Bojonegoro, UpWarta.com – Puluhan jurnalis di Kabupaten Bojonegoro menggelar doa bersama untuk lima awak media yang belum diketahui kabarnya setelah menjalankan tugas peliputan aktivitas erupsi Anak Gunung Krakatau.
Doa bersama berlangsung di Masjid Kompleks DPRD Kabupaten Bojonegoro, Kamis (10/9/2026) malam.
Kegiatan tersebut diinisiasi Persatuan Wartawan Indonesia (PWI), Aliansi Jurnalis Independen (AJI), Ikatan Jurnalis Televisi Indonesia (IJTI), serta Serikat Media Siber Indonesia (SMSI) Bojonegoro.
Sejumlah pimpinan organisasi wartawan hadir, di antaranya Ketua PWI Bojonegoro Sasmito, Ketua AJI Bojonegoro Sueb Abdulloh, dan Ketua SMSI Bojonegoro Kustaji. Kegiatan juga diikuti puluhan awak media serta sahabat-sahabati PC PMII Bojonegoro.
Ketua PWI Bojonegoro Sasmito mengatakan doa bersama merupakan bentuk ikhtiar dan solidaritas insan pers. Dia berharap lima jurnalis yang masih belum diketahui kondisinya dapat segera ditemukan dalam keadaan selamat.
“Sebelum semuanya jelas, kita hanya berdoa semoga lima jurnalis yang masih hilang kontak tersebut cepat pulang dan kembali ke rumah dengan selamat,” ujar Sasmito.
Menurut Sasmito, keselamatan harus menjadi perhatian utama dalam setiap aktivitas jurnalistik, terlebih ketika wartawan bekerja di wilayah yang memiliki potensi bahaya.
Sasmito mengingatkan wartawan untuk memperhitungkan risiko sebelum melakukan peliputan di lapangan.

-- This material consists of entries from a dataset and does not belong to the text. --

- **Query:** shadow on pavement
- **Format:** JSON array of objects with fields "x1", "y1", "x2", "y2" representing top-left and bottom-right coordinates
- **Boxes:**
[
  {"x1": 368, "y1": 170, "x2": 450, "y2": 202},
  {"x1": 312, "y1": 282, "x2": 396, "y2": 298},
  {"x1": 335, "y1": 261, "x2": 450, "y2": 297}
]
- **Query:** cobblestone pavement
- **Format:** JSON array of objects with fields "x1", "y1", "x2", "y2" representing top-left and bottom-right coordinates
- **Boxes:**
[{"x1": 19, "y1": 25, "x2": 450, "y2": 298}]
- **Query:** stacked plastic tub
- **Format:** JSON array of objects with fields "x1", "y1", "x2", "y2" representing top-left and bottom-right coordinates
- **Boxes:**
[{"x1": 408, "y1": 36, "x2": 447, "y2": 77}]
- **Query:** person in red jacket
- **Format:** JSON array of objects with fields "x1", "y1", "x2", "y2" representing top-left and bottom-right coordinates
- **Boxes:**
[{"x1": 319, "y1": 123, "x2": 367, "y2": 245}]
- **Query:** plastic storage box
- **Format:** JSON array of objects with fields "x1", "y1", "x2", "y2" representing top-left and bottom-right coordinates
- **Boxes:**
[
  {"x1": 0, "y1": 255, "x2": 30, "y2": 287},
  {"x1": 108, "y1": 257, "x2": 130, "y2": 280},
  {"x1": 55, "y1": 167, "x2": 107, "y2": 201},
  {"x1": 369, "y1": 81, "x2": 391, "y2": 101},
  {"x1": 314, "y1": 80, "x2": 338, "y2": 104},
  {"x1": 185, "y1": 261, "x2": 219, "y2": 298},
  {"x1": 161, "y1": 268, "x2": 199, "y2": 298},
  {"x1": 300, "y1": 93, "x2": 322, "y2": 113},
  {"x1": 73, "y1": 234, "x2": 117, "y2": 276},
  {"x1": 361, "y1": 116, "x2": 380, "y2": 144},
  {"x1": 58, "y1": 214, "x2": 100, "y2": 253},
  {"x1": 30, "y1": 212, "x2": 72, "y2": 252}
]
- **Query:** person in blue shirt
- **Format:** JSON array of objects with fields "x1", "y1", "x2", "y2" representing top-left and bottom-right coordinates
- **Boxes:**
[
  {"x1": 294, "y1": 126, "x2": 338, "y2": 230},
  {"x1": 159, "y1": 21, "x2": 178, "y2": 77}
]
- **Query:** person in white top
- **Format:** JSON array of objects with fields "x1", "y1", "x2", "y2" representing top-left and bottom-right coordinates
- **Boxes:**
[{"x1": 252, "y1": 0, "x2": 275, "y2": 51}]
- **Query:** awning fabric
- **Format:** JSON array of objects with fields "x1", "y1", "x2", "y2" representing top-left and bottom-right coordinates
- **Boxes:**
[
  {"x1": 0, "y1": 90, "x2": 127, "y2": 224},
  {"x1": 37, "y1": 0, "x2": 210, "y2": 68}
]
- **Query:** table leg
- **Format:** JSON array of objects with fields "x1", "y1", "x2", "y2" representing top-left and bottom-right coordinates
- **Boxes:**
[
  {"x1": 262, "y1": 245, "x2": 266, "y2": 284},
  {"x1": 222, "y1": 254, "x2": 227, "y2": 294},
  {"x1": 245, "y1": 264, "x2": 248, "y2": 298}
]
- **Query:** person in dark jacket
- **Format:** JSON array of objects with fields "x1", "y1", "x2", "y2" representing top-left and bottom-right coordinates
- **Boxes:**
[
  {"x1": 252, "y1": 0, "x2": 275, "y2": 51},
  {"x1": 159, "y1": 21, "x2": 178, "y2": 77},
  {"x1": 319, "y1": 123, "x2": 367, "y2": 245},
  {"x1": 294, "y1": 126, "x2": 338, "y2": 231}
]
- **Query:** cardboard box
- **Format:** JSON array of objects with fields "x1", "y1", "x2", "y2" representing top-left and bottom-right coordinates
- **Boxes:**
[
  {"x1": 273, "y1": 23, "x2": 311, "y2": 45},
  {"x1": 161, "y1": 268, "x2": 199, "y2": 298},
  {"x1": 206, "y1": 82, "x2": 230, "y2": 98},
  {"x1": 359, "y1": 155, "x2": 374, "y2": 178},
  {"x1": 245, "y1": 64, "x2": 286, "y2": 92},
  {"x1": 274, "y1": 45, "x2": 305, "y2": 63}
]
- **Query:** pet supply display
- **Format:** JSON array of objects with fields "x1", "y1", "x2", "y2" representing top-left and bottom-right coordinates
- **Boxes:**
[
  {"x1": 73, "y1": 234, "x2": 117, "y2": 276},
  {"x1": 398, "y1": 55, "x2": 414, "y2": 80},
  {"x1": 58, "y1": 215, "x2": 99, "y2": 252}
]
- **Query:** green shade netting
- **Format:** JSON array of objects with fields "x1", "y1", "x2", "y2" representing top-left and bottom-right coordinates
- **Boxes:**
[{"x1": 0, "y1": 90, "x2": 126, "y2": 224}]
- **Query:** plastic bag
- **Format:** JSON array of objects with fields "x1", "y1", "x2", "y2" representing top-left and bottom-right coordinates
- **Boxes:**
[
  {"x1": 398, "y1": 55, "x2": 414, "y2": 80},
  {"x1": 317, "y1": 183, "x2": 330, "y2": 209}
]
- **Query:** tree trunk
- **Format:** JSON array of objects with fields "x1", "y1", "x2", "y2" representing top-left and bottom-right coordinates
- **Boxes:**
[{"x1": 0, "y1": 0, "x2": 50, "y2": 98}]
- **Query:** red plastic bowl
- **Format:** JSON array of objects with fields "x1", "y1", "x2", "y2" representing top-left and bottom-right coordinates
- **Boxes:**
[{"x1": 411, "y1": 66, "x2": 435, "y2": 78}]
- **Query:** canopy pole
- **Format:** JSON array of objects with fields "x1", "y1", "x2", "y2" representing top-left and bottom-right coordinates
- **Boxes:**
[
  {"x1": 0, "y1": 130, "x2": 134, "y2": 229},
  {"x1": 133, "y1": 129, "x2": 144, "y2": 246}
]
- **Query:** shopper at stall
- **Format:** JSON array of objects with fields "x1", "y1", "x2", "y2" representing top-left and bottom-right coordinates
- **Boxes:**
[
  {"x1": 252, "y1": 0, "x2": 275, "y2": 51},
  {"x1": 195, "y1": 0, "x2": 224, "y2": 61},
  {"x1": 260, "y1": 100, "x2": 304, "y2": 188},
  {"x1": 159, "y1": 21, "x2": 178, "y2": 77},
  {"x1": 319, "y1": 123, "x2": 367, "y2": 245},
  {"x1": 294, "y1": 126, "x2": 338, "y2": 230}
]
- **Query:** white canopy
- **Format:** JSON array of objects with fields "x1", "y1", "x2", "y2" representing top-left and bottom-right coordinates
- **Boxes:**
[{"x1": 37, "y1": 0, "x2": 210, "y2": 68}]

“Tidak ada berita seharga nyawa. Maka dari itu, siapkan dan pertimbangkan sebelum bekerja,” tegasnya.
Dia menilai wartawan tetap harus menjalankan tugas jurnalistik secara profesional, tetapi tidak boleh mengabaikan keselamatan diri.
Dedi Mahdi dari AJI Bojonegoro juga mengingatkan pentingnya kemampuan membaca kondisi lingkungan ketika melakukan peliputan.
Menurutnya, jurnalis tidak cukup hanya memahami kebutuhan informasi, tetapi juga harus mampu melakukan langkah pencegahan ketika menemukan situasi yang berpotensi membahayakan.
“Hal semacam itu kawan-kawan harus bisa memahami dan bisa melakukan tindakan preventif mencegah hal yang tidak diinginkan,” kata Dedi.
Dedi menyebut informasi yang diterimanya sebelumnya menunjukkan kelima jurnalis tersebut berada di radius yang dinilai aman. Namun, dia meminta semua pihak tetap tenang dan menunggu informasi resmi mengenai kondisi mereka.
“Jadi mereka informasinya sudah begitu, ini musibah,” ujarnya.
Ketua SMSI Bojonegoro Kustaji menilai manajemen risiko menjadi bagian penting dalam pekerjaan jurnalistik, terutama saat meliput bencana.
Wartawan, kata dia, perlu memperkirakan berbagai kemungkinan yang dapat terjadi sehingga dapat menentukan langkah untuk meminimalkan risiko.
“Harus punya hipotesa dari suatu kejadian sehingga bisa meminimalisir risiko yang ada,” ujar Kustaji.
Dukungan juga datang dari PC PMII Bojonegoro. Ainun dari Kopri PMII Bojonegoro menyampaikan keprihatinan atas situasi yang dialami lima jurnalis tersebut.
“Kerja jurnalistik memang sangat berisiko, semoga lekas kembali dengan selamat,” kata Ainun.
Dia juga mengapresiasi peran media dalam menyampaikan informasi kepada masyarakat serta hubungan baik yang selama ini terjalin antara kalangan jurnalis dan PMII di Bojonegoro.
Doa bersama kemudian dipimpin Imam Masjid Kompleks DPRD Bojonegoro. Kegiatan tersebut menjadi bentuk solidaritas sekaligus harapan agar kelima jurnalis segera mendapatkan kabar dan kembali berkumpul bersama keluarga dalam keadaan selamat. (Red).